Helping Bar Applicants Prove Character and Fitness for Admission to the Bar

Cheating Yourself

Q. I got caught cheating on a law school exam, received a failing grade in the course and got reprimanded. How will this affect my admissions efforts?

A. Warning us not to take shortcuts in grade school, our teachers would say that "when you cheat, you are only cheating yourselves."

Some of us took longer to learn this lesson than others. In law school, those who cheat may cheat themselves out of a career. This will not necessarily preclude your admission to the bar. But a cheating incident will certainly complicate your prospects and prolong an arduous admissions process. As applicants lose sleep over the ensuing investigation, and continue to sweat through the ordeal long after their classmates are sworn in, they learn the hard way that honesty really is the best policy.

Honesty is also the best policy when confronting the issue in the admissions process itself. But honesty alone will not replace the need for experienced bar admissions counsel to assist you in disclosing the incident on your bar application, or in responding to proceedings thereafter. Because academic dishonesty goes to the very heart of one's character, you cannot do without competent representation.

With the assistance of counsel, you must own up to your shortcomings while presenting other evidence designed to allay concerns that you lack respect for rules or lack the integrity expected of bar members. You and your lawyer must collaborate on all aspects of your bid for bar membership, including:

Strategic Disclosure — Since the incident already appears on your law school record, there's no way to ignore the proverbial elephant in the room. In your bar application, you need to hit the issue head on, showing total candor in describing the details surrounding it. Efforts to obfuscate or shirk responsibility only reinforce concerns and further reduce your chances of admission. You should take a stab at an initial draft yourself, but send it to your attorney for modification before submitting;

Rehabilitation and Personal Growth — Show that you have learned from your mistake and have taken steps to address the underlying cause of the misconduct. If you participated in ethics courses or counseling, or made other efforts to right your wrongs, your lawyer will want to include these efforts in your personal statement to bar examiners;

Letters of Recommendation — Get strong letters of recommendation from individuals who witnessed your reaction to the incident and may share their perspectives on how you have grown since. They may also be very helpful as character witnesses should the case go to a hearing; and

Character Interviews and Hearings — Whether they interview you, schedule a hearing, or both, you must meet a heavy burden to overcome the character concerns raised. To determine whether you possess the requisite moral character, bar examiners will look for evidence that you have truly learned from the incident and have a renewed commitment to the ideals of our profession.

In my experience, bar examiners have compassion for those who make mistakes. But they also have a duty to protect the public from lawyers who enter the profession without a strong moral compass. If they are to recommend the admission of an applicant with a history of academic misconduct, you must persuade them that such misconduct is unlikely to recur.

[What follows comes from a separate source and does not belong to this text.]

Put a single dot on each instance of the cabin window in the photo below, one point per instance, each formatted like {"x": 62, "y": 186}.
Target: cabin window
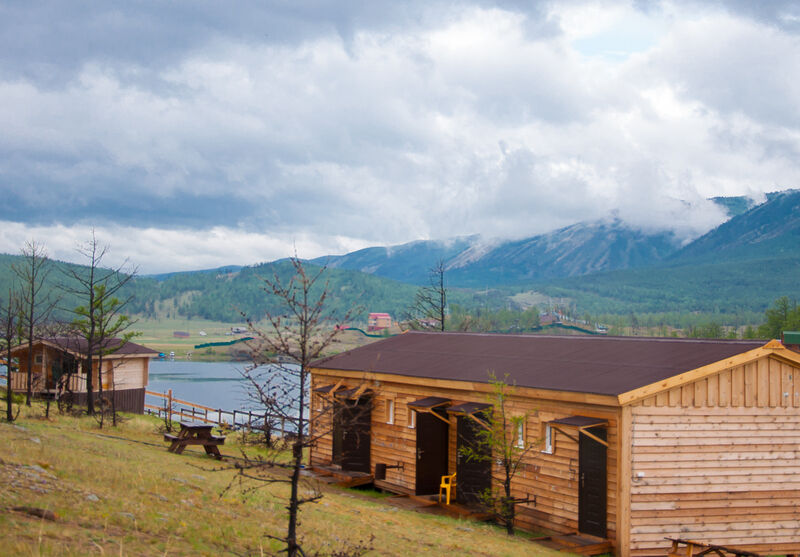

If you are inclined to spare the expense of counsel, let me offer some free advice: You've taken shortcuts before and they have jeopardized your admission to the bar. By representing yourself, your arguments and expressions of remorse may be viewed as self-serving and insincere. Rather than meet your burden of proof, you will likely prove to have a fool for a client. Unless you want to be the first and last client you represent, recognize that those who cut corners are only cheating themselves.